Ruang Parlemen Mahasiswa dan Catatan untuk Para Demonstran

Selasa, 20 Oktober 2020 - 17:16 | 44.64k
Galan Rezki Waskita (Mahasiswa Ilmu Komunikasi Universitas Muhammadiyah Malang)
Galan Rezki Waskita (Mahasiswa Ilmu Komunikasi Universitas Muhammadiyah Malang)

TIMESINDONESIA, MALANG – Berbicara mahasiswa memang tidak akan ada habisnya. Mereka adalah kader masyarakat yang memikul tanggung jawab atas Tri Dharma perguruan tinggi. Keberadaannya merupakan bagian penting yang harus tetap hidup dalam keberlangsungan bernegara. Ruang kelas dan jalanan merupakan kantor akademik yang tidak boleh mereka ditinggalkan. 

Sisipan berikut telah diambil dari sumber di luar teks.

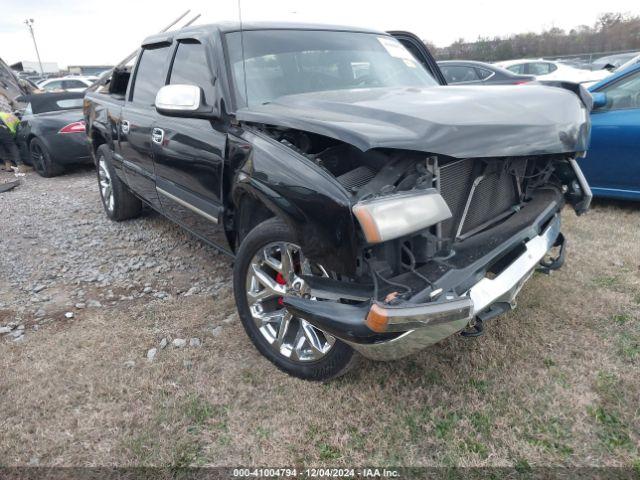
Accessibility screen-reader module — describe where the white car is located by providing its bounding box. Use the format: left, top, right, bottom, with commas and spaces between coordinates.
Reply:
581, 53, 640, 89
614, 53, 640, 73
494, 59, 610, 84
37, 76, 94, 92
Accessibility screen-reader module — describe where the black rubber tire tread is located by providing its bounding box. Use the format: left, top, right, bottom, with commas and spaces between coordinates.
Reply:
233, 217, 359, 381
30, 137, 64, 178
96, 144, 142, 221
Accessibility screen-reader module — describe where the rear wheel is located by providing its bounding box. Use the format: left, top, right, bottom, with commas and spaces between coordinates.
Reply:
233, 218, 357, 381
96, 145, 142, 221
30, 138, 64, 177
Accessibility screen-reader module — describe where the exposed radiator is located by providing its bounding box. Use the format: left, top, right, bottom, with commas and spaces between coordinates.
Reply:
438, 158, 527, 240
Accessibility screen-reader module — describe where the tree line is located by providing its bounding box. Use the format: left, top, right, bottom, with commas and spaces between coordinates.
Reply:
428, 12, 640, 62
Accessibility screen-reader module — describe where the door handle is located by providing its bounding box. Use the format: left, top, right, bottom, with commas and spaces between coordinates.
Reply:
152, 127, 165, 145
121, 120, 130, 135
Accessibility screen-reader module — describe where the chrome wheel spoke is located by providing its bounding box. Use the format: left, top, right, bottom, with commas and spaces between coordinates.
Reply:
280, 243, 295, 280
262, 251, 283, 273
301, 320, 325, 354
251, 263, 286, 296
245, 241, 336, 363
258, 309, 285, 325
247, 286, 275, 304
98, 159, 114, 212
290, 328, 306, 362
273, 312, 292, 348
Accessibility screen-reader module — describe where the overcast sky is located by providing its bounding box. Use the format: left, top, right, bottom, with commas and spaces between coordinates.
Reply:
1, 0, 638, 68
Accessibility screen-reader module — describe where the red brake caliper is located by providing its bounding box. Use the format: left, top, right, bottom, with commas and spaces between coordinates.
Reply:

Dunia mahasiswa adalah periode keilmuan yang terwariskan. Di dalamnya berkembang pesat diskusi dan empati perkara sosial politik. Sangat wajar bila tradisi ini akhirnya menjelma sebagai sebuah parlemen di luar sisitem kenegaraan. Kesamaan hak dalam demokrasi menuntut mereka lantang berbicara, tegas dalam gagasan dan ideal dalam gerakan. 

Sebagaimana sebuah dewan perwakilan bergerak, mahasiswa sudah semestinya matang dalam bacaan  konflik sosial. Sehingga manakala kritik dimunculkan, mereka akan datang berbarengan dengan solusi. Tentunya untuk melancarkan hal ini, mekanisme aksi harus mampu diberlakukan dengan cara yang benar.

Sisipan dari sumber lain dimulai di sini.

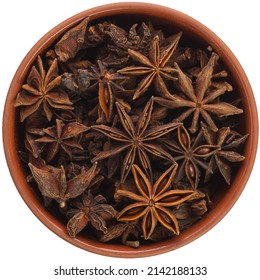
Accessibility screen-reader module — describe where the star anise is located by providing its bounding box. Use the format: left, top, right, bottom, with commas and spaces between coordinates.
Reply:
99, 220, 141, 248
87, 60, 127, 122
67, 190, 116, 238
155, 52, 243, 133
24, 127, 45, 159
35, 119, 88, 162
28, 161, 99, 208
55, 18, 110, 62
162, 125, 220, 189
14, 56, 74, 122
106, 22, 151, 51
202, 125, 248, 184
55, 17, 90, 62
117, 163, 195, 240
118, 33, 182, 99
103, 22, 165, 68
91, 97, 181, 182
187, 48, 229, 86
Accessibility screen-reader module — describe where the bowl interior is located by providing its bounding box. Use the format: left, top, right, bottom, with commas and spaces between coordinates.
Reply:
3, 3, 258, 257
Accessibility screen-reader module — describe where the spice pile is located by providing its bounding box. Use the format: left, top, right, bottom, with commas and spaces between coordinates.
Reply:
14, 17, 247, 247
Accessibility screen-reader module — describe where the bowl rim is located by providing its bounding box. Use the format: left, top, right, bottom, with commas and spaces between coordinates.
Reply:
2, 2, 258, 258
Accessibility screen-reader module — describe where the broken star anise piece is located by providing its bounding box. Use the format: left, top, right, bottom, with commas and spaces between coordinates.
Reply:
117, 163, 195, 240
202, 125, 248, 184
35, 118, 89, 162
55, 17, 90, 62
106, 22, 152, 55
28, 161, 99, 208
155, 52, 243, 133
91, 97, 181, 182
162, 125, 219, 189
118, 33, 182, 99
99, 220, 141, 248
14, 56, 74, 122
25, 127, 45, 159
87, 60, 128, 122
67, 191, 116, 238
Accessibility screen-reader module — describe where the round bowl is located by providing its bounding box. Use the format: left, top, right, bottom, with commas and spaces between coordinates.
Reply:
3, 2, 258, 257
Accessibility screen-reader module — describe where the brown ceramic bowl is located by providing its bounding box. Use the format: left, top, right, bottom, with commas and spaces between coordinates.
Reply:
3, 2, 258, 257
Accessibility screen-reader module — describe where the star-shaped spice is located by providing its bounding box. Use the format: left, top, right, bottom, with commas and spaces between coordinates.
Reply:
14, 56, 74, 122
91, 97, 181, 182
187, 48, 229, 86
66, 191, 116, 238
28, 161, 99, 208
202, 125, 248, 184
155, 52, 243, 133
162, 125, 219, 189
35, 119, 88, 162
55, 17, 90, 62
117, 163, 195, 240
99, 220, 141, 248
88, 60, 127, 122
118, 33, 182, 99
105, 22, 152, 55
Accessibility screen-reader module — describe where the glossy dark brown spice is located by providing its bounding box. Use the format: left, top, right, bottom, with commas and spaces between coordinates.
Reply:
3, 3, 258, 257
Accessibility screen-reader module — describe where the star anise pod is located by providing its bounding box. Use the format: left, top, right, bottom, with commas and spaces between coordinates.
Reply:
105, 23, 152, 56
187, 48, 229, 87
91, 97, 181, 182
155, 52, 243, 133
87, 60, 128, 122
55, 17, 90, 62
118, 33, 182, 99
14, 56, 74, 122
99, 220, 141, 248
28, 161, 99, 208
162, 125, 220, 189
202, 125, 248, 184
117, 163, 195, 240
54, 18, 110, 62
24, 127, 45, 158
67, 190, 117, 238
35, 118, 88, 162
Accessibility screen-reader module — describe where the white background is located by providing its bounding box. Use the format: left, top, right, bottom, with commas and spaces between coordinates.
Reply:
1, 1, 259, 279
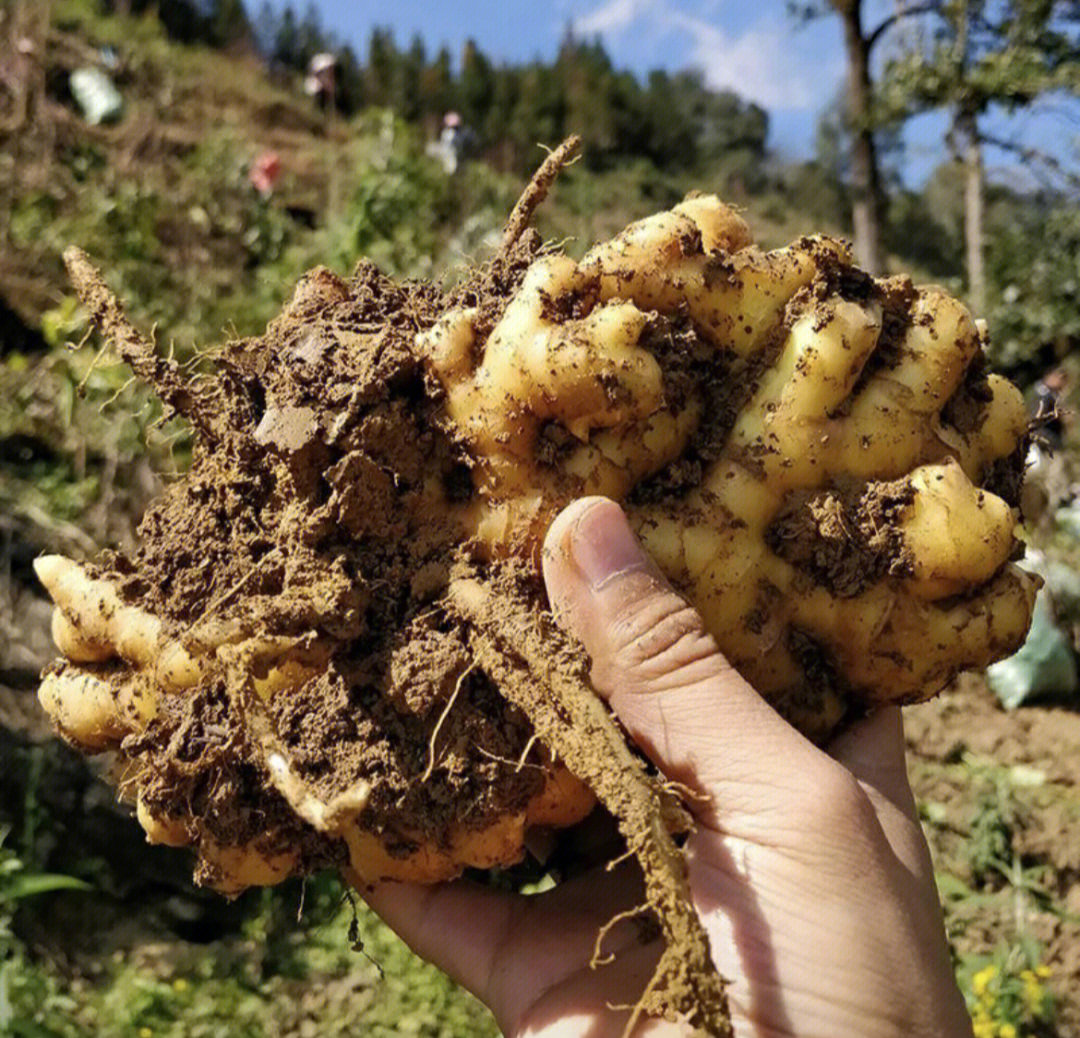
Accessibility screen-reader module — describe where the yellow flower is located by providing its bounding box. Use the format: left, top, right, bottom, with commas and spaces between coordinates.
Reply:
972, 964, 998, 998
138, 1029, 153, 1038
998, 1024, 1017, 1038
1036, 963, 1052, 978
173, 978, 189, 993
1023, 973, 1044, 1014
971, 1005, 995, 1038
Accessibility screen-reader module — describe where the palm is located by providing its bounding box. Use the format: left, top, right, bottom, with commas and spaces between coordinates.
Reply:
359, 826, 670, 1037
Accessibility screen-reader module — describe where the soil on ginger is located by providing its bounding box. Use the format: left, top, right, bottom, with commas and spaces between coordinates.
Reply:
105, 237, 556, 875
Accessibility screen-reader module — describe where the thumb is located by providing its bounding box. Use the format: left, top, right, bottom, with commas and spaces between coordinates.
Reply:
542, 497, 815, 825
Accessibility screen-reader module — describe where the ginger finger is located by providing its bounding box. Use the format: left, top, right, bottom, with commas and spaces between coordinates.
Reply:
526, 762, 596, 827
880, 289, 980, 414
38, 669, 125, 750
343, 767, 594, 885
938, 373, 1029, 483
898, 461, 1016, 600
36, 554, 203, 690
582, 198, 837, 357
200, 839, 298, 897
136, 796, 192, 847
50, 607, 113, 663
344, 813, 529, 885
839, 564, 1039, 699
38, 665, 155, 751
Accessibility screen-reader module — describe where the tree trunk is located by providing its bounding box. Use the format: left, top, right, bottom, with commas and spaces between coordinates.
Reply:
835, 0, 887, 274
957, 108, 986, 315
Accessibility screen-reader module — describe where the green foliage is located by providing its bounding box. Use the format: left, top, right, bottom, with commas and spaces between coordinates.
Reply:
40, 298, 87, 350
886, 187, 965, 281
877, 1, 1080, 123
0, 832, 88, 1038
0, 867, 496, 1038
244, 113, 518, 296
0, 951, 82, 1038
332, 131, 453, 273
984, 201, 1080, 372
0, 829, 90, 910
959, 946, 1057, 1038
0, 313, 185, 547
921, 752, 1070, 1036
100, 0, 252, 48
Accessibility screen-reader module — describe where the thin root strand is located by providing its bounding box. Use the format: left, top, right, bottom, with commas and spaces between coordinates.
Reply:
447, 569, 731, 1037
62, 247, 218, 438
591, 903, 651, 970
500, 135, 581, 254
421, 661, 475, 783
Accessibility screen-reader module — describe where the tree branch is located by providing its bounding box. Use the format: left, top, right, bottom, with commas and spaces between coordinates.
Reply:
867, 1, 940, 52
978, 131, 1080, 192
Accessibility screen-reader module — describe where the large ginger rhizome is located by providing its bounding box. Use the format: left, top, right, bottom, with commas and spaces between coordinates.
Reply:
36, 188, 1036, 1036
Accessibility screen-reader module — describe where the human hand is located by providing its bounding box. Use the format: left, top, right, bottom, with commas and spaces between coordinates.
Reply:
360, 496, 974, 1037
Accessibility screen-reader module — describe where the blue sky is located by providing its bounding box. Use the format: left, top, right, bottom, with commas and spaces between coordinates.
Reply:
263, 0, 1080, 188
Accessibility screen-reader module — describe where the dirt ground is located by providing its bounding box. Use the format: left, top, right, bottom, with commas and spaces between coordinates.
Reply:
906, 675, 1080, 1033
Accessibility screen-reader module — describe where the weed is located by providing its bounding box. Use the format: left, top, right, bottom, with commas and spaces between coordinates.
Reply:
959, 944, 1056, 1038
921, 754, 1067, 1035
0, 829, 89, 1037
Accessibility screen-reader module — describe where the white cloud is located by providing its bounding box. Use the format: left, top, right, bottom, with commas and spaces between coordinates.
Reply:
574, 0, 655, 35
572, 0, 840, 112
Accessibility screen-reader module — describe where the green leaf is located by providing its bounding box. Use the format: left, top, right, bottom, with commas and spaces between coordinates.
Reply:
2, 874, 91, 903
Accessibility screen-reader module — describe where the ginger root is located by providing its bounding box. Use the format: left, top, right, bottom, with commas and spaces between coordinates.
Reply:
36, 168, 1037, 1035
420, 196, 1037, 735
36, 554, 596, 889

Namun rupanya untuk beberapa hari terakhir, terjadi kekeliruan dalam menjalankan sikap politik ditengah masyarakat. Mosi tidak percaya terhadap DPR yang menolak undang-undang cipta kerja berujung ricuh. Banyak fasilitas umum yang rusak dan dibumi hanguskan.

Pada 8 Oktober kemarin, Halte Transjakarta Sarinah dibakar massa. Di hari yang sama penjarahan terjadi di Kantor Kementrian ESDM. Sementara di Yogyakarta, Malang, Makassar dan beberapa kota yang lain, kantor DPRD dikepung sampai mengalami bentrokan.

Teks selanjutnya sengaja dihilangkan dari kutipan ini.